Is anti-Americanism a media invention or substantive?
I don't think there has been a time in American history in which our international credibility and standing our moral standing has been as low as it has been. That is extremely difficult to recover [from]. While some very hardheaed people might argue that moral standing isn't important, it is a huge asset. If people don't trust you, don't believe in your policies, they begin to feel that you can't be trusted to carry out reasonable policies. That's a huge loss in the international force. That appears to have happened quite seriously, especially with the Europeans, but not only with the Europeans.
Is America truly polarized?
Yes, but less about policy as such, or even the war. The polarization [is] between Democrats and Republicans, 40 percent committed Democrats, 40 percent committed Republicans; the polarization is over George Bush himself and the conduct of his presidency. Many deeply committed Republicans accept this picture of the world in black and white, in moral and good and bad, and good and evil. That´'s part of their psychological perception.

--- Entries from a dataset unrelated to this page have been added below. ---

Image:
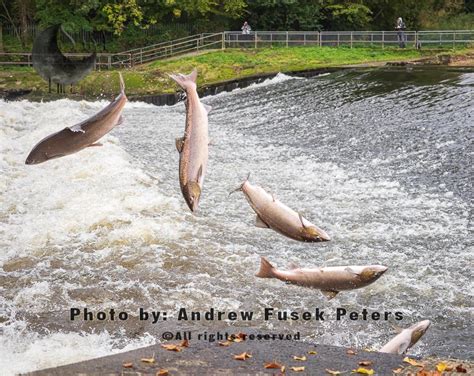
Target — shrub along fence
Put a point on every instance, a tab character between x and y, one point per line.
260	39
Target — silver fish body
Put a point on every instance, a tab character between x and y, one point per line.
271	213
406	338
193	146
330	280
70	140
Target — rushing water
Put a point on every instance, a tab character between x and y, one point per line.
380	159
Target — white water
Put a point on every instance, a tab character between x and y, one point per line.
108	228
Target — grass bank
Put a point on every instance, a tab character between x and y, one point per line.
213	67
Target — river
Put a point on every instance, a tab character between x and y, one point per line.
381	159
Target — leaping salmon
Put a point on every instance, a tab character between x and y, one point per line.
271	213
80	136
193	146
406	338
330	280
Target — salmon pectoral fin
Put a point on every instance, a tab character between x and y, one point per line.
293	266
199	176
76	128
266	269
259	222
179	142
207	107
329	294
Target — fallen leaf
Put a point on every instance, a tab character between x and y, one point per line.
302	358
413	362
148	360
273	365
297	369
172	348
242	356
363	371
461	369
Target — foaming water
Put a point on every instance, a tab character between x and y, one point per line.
378	159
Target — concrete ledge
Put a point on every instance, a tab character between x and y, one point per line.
204	358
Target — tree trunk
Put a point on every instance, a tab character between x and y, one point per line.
23	16
1	38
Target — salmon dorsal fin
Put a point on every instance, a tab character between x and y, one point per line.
179	142
350	270
329	294
77	128
259	222
207	107
397	329
199	174
301	220
293	265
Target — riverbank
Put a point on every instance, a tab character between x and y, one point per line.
218	66
247	357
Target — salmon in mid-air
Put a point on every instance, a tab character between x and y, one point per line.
271	213
406	338
80	136
193	146
329	280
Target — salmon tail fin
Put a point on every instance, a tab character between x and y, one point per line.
239	188
122	84
185	81
266	269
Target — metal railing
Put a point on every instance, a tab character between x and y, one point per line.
260	39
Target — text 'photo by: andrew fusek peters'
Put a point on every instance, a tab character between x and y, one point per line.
236	187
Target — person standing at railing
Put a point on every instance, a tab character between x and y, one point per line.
246	28
400	28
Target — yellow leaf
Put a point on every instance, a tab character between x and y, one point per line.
172	348
441	366
242	356
148	360
363	371
273	365
297	369
413	362
302	358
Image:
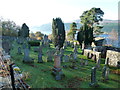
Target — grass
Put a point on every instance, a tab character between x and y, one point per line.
40	73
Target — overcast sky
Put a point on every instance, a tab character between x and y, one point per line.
38	12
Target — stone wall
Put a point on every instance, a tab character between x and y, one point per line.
92	54
112	58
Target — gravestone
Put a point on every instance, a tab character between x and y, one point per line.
29	46
49	56
94	58
82	62
57	71
75	49
66	58
6	46
61	54
107	61
24	45
19	50
71	57
26	56
93	78
75	56
86	62
98	63
105	73
40	57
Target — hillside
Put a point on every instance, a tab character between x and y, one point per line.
47	28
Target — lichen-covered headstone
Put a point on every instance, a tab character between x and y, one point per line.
26	56
105	73
40	57
93	77
49	56
19	50
66	58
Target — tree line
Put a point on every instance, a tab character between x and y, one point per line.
90	26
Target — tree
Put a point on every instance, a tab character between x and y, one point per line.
24	31
90	20
9	28
58	32
72	32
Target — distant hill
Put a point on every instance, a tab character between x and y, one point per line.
47	28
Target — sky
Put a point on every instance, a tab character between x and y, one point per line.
38	12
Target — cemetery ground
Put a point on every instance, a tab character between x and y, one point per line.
38	75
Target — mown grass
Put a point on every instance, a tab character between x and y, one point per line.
41	77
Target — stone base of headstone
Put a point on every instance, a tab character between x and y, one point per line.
58	74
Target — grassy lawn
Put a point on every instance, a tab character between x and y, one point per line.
40	73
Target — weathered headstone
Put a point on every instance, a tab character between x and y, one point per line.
98	63
26	56
66	58
29	46
40	57
19	50
105	73
24	45
6	46
57	71
86	62
82	62
61	54
107	61
93	78
75	56
94	58
49	56
75	49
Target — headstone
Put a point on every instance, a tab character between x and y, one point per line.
82	62
107	61
29	46
71	57
6	46
49	56
19	50
26	56
98	63
40	57
94	58
24	45
66	58
118	64
75	49
61	54
57	71
93	78
75	56
105	73
86	62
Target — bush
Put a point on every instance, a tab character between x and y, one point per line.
34	43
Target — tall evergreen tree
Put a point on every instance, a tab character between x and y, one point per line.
90	19
58	32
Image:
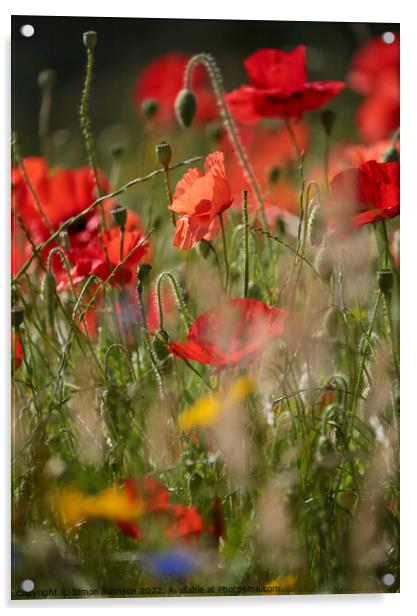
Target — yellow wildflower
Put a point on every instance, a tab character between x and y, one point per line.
73	506
205	411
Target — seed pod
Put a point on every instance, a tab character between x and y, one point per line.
119	214
142	274
204	250
331	321
316	224
160	345
391	156
185	107
17	316
324	263
254	290
274	174
149	107
46	79
49	295
164	153
328	118
90	39
385	280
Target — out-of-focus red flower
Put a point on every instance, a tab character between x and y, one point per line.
366	194
17	351
180	522
163	78
101	255
168	307
375	74
62	194
231	334
278	87
198	199
269	150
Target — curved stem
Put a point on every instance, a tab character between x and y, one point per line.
74	219
217	83
226	259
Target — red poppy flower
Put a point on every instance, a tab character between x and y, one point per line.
231	334
368	193
198	199
278	87
62	194
101	256
163	78
181	522
268	149
375	73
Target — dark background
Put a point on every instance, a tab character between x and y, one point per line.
125	45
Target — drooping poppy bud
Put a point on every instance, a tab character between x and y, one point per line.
149	107
327	118
17	316
391	156
385	280
274	174
46	79
203	247
164	154
316	223
161	345
119	214
254	291
90	39
185	107
331	321
324	263
142	275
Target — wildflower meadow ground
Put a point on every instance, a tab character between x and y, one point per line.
205	334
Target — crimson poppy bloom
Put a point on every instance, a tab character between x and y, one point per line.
375	74
278	87
198	199
101	255
368	193
180	521
231	334
62	194
163	78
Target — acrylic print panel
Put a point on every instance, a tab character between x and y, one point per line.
205	307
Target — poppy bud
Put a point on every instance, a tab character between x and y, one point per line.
17	316
324	263
316	224
46	79
164	153
160	345
116	150
90	39
391	156
49	295
254	290
331	321
203	247
185	107
142	274
149	107
119	214
385	280
64	238
274	174
327	118
214	131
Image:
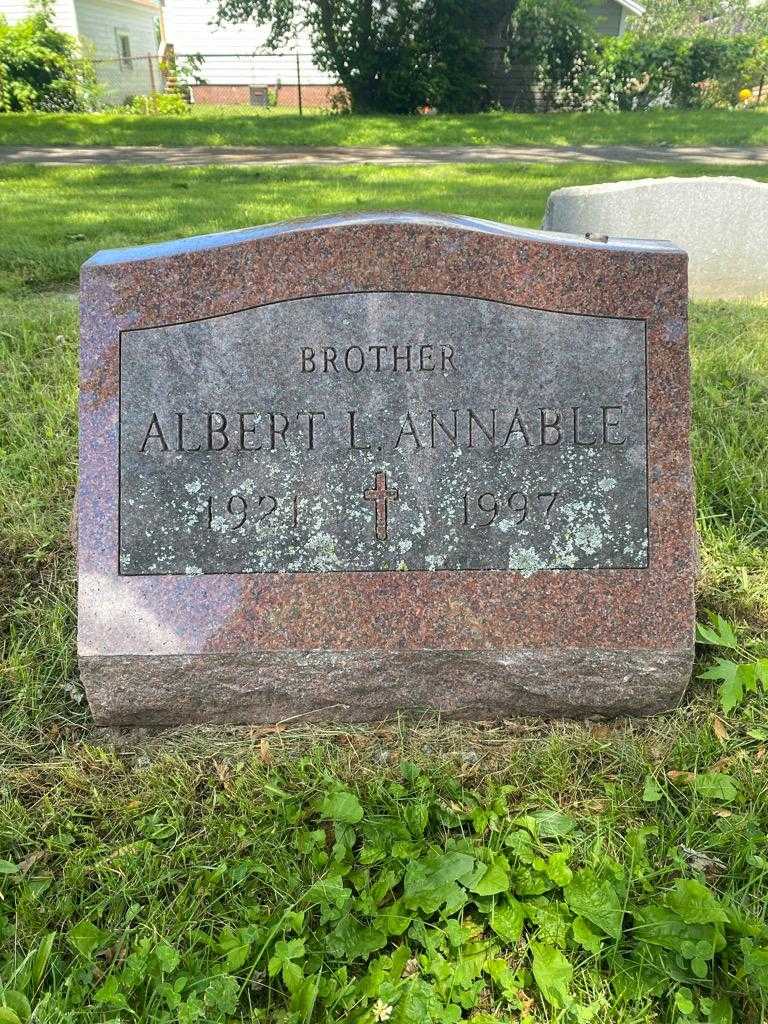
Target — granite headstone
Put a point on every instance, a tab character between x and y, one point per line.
337	468
721	222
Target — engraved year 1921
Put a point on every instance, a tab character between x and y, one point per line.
236	511
482	510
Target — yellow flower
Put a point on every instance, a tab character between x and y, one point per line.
382	1011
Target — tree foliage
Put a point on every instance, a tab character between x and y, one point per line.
394	55
40	67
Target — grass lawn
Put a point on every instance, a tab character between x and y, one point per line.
273	128
410	871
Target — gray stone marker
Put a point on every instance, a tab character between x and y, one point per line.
347	466
722	223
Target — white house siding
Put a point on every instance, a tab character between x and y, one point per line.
100	24
228	49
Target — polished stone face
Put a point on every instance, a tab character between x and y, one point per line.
345	467
383	431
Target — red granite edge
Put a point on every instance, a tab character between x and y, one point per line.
451	610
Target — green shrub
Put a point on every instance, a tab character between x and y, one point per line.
41	69
633	72
165	103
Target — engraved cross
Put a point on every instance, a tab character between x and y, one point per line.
380	495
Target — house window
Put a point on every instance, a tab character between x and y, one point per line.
124	50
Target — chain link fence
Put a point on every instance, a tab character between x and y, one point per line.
247	83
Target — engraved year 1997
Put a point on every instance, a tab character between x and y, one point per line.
482	510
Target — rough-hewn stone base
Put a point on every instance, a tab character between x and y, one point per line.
357	687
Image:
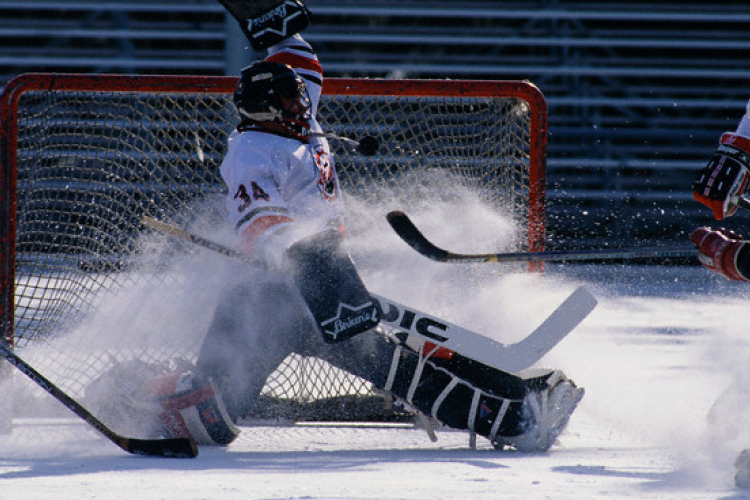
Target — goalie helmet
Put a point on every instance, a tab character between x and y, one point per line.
260	96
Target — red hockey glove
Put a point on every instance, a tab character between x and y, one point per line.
719	250
720	184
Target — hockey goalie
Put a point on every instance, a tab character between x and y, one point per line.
284	201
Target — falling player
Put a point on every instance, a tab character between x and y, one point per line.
284	201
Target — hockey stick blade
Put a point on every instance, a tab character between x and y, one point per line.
407	231
174	447
507	357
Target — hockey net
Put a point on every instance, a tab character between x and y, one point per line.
85	157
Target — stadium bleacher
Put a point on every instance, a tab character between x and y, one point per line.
638	92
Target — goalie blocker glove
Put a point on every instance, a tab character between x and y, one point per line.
268	22
723	252
720	183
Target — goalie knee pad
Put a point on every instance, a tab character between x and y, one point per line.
191	407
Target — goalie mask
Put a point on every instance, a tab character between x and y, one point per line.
269	91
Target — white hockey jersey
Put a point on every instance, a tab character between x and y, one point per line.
280	189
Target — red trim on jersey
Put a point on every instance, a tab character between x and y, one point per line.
737	140
252	233
296	61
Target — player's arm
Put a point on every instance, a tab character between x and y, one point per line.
721	183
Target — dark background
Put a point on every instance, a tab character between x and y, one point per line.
638	92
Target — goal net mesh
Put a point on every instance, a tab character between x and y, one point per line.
84	159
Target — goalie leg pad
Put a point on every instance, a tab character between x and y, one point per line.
454	401
191	407
530	422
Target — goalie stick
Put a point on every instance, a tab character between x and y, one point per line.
174	447
407	231
422	327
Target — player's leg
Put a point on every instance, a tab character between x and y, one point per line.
252	332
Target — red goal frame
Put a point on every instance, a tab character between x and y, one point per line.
12	93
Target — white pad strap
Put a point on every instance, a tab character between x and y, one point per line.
436	405
499	419
473	409
394	368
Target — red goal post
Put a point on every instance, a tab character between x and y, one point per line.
84	157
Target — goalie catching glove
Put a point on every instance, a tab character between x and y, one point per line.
723	252
268	22
149	399
723	181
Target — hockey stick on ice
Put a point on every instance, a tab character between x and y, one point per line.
408	232
175	447
425	328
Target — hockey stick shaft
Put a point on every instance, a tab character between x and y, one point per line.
175	447
506	357
181	234
408	232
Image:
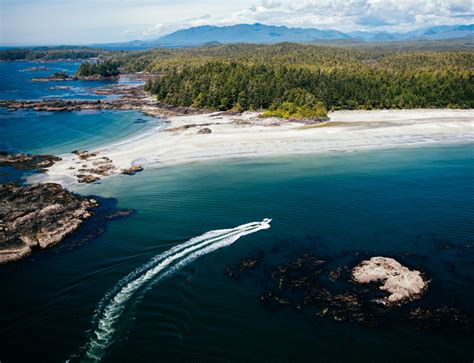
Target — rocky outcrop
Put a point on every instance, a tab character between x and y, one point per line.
128	98
400	282
38	216
28	162
57	88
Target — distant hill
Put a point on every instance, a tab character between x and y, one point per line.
434	33
269	34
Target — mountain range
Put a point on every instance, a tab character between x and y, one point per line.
268	34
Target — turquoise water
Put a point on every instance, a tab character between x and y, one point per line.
61	132
380	202
17	83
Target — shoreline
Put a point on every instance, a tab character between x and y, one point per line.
220	136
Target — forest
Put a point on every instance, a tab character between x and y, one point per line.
49	54
105	69
293	80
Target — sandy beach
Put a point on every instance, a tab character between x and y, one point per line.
194	138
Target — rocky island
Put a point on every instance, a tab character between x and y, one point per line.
400	282
38	216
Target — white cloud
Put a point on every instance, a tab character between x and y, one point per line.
349	15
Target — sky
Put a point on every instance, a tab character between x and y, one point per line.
53	22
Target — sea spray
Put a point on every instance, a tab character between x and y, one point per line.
115	301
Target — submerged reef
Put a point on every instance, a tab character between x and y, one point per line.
28	162
365	290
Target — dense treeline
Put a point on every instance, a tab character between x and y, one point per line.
106	68
294	80
48	54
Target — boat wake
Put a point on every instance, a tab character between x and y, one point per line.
163	265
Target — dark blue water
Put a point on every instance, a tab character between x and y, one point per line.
17	82
393	202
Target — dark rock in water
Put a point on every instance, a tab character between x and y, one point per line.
441	319
84	154
38	216
27	161
58	88
87	178
335	274
132	170
119	214
249	263
205	130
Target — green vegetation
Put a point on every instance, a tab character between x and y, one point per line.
49	54
104	69
291	80
297	80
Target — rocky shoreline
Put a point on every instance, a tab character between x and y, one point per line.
43	215
128	98
28	162
38	216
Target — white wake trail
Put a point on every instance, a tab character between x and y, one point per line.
114	303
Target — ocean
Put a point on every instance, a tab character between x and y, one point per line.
415	204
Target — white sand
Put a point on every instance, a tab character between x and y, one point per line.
247	136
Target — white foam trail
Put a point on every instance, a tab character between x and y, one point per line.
113	304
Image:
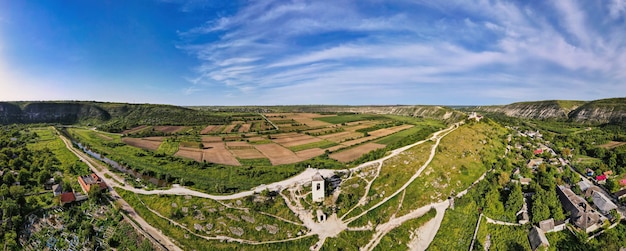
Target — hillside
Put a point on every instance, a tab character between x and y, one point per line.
598	111
113	117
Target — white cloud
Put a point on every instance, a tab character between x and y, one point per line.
617	8
344	51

The current administration talks about exporting democracy to Iraq. How do we know that Iraq can sustain democracy?
Paul Wolfowitz ... was a younger member of my [Yale political science] department. [He's] an intelligent man, I think he's a thoughtful man, and [I don't know] how he could believe that Iraq could be converted to a democratic order quickly and that we would be met by them. [People] appear really to believe that a transition would be simple, straightforward. The understanding is so shallow...
It baffles me [this belief] that you can export democracy to countries that don't have the basic support systems for democracy, that don't have the rule of law, for example, that don't have economies, that don't have some of the basic freedoms of discussion that provide a structure. Political culture is what you grow up with, what you take for granted. You learn it early and you assume it.
I think that we have increased enormously the threat and likelihood of terrorism by our actions. Going into Iraq to stamp out terrorism? We've generated it. I can't see an endpoint to it.
The separation between church and state seems to be narrowing in the United States. Do you see this trend?
We have to distinguish two things: one is whether the number of fundamentalist Christians is increasing, or if their influence is increasing. It's the second. There's not much evidence that they are increasing in numbers. But, their influence has increased and the Bush Administration of course has enormously facilitated that because they were open to [the fundamentalist Christians] as part of their base and helped them to mobilize. Not that they are a larger group, but their political influence is bigger.
If Thomas Jefferson were alive today, what do you think would be his strongest criticism of the current administration?
Making all the allowances that make Thomas Jefferson a product of his time... he would be frightened and appalled.